Hosenfeld-Szpilman-Preis geht in diesem Jahr an die polnische Kulturgemeinschaft Borussia
Lüneburg, 05.04.2025 - Wer den Film "Der Pianist" noch nicht gesehen hat, sollte dies baldmöglichst nachholen. 2002 drehte Roman Polanski als Regisseur den mit drei Oscars ausgezeichneten Film, der die bewegende Geschichte des polnischen Juden Wladislaw Szpilman erzählt, eines Pianisten, der 1939 im Warschauer Ghetto auch dank des deutschen Wehrmachtsoffiziers Wilm Hosenfeld überlebt und der Vernichtung in einem Konzentrationslager entgeht. Beiden, Szpilman und Hosenfeld, ist der Preis gedacht, der jetzt erneut in Lüneburg vergeben wurde.
Als Preis gegen das Vergessen, als Sieg der Mitmenschlichkeit über Gewalt und Gehorsam – dafür steht der Hosenfeld-Szpilman-Preis, der am Donnerstag, 3. April, gemeinsam von der Stadt Lüneburg, der Universitätsgesellschaft und der Museumsstiftung Lüneburg im Audimax der Leuphana Universität verliehen wurde.
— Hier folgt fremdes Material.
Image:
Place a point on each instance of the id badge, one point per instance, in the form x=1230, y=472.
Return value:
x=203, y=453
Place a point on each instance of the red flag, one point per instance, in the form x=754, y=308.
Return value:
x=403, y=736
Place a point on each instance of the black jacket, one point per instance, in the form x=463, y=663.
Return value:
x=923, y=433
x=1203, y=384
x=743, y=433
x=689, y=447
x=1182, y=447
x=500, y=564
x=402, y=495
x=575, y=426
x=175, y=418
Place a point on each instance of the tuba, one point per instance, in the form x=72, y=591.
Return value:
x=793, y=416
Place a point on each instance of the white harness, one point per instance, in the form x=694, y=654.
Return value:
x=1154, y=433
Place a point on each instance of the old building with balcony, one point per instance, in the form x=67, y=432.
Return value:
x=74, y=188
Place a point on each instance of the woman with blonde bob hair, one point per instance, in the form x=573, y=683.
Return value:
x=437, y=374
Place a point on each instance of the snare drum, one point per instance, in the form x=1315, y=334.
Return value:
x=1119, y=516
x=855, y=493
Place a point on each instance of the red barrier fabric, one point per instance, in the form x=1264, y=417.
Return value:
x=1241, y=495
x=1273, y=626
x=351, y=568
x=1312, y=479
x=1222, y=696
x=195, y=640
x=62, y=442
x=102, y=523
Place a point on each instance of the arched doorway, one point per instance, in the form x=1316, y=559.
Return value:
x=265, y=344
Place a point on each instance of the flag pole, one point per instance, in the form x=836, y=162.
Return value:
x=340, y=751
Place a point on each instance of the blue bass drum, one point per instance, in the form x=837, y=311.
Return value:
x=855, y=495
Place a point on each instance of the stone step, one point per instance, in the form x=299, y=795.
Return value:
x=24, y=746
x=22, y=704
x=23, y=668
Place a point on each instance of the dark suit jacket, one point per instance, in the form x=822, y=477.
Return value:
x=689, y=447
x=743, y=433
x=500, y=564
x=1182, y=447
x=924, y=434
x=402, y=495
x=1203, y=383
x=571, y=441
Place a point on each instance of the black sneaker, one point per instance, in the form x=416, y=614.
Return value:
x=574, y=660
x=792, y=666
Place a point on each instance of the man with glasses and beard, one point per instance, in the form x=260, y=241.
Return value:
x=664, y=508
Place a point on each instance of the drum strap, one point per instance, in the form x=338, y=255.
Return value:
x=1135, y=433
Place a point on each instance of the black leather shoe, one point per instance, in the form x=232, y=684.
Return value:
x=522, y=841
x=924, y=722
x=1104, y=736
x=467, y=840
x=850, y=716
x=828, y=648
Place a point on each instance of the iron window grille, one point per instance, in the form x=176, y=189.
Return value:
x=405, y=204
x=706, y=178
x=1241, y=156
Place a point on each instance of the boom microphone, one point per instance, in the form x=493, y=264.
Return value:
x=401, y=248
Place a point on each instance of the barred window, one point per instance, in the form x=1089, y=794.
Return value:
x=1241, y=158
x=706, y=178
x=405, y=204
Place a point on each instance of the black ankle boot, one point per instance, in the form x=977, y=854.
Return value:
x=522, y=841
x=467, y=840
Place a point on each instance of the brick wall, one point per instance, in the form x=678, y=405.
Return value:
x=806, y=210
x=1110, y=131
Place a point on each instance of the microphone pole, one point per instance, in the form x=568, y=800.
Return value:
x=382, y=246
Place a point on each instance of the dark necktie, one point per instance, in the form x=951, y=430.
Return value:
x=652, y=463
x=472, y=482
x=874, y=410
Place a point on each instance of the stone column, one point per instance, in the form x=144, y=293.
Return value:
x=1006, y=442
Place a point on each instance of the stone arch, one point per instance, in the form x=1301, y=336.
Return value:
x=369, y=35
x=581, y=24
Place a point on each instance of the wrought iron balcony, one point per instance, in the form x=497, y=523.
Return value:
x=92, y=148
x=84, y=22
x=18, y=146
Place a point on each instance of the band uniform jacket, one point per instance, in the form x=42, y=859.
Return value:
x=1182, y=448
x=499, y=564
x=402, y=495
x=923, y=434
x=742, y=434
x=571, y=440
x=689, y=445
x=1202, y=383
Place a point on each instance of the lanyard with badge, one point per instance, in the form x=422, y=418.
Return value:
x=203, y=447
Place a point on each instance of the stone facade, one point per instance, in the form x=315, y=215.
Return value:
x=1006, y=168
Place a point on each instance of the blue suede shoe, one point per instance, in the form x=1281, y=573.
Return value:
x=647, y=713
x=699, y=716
Die Geschichte der Namensgeber des Preises ist bewegend: Am 17. November 1944 entdeckt der deutsche Wehrmachtsoffizier Wilm Hosenfeld den jüdischen Pianisten Wladysław Szpilman in dessen Versteck im Ghetto von Warschau. Er lässt ihn nicht erschießen und liefert ihn auch nicht der SS und der Gestapo aus, sondern versorgt ihn heimlich und rettet ihm das Leben. Hosenfeld selbst kommt nach dem Krieg in russische Gefangenschaft und von dort nicht mehr zurück, 1952 starb er in Wolgograd. Szpilmann arbeitete nach dem Krieg als Musiker weiter, er starb im Juli 2000 in Warschau.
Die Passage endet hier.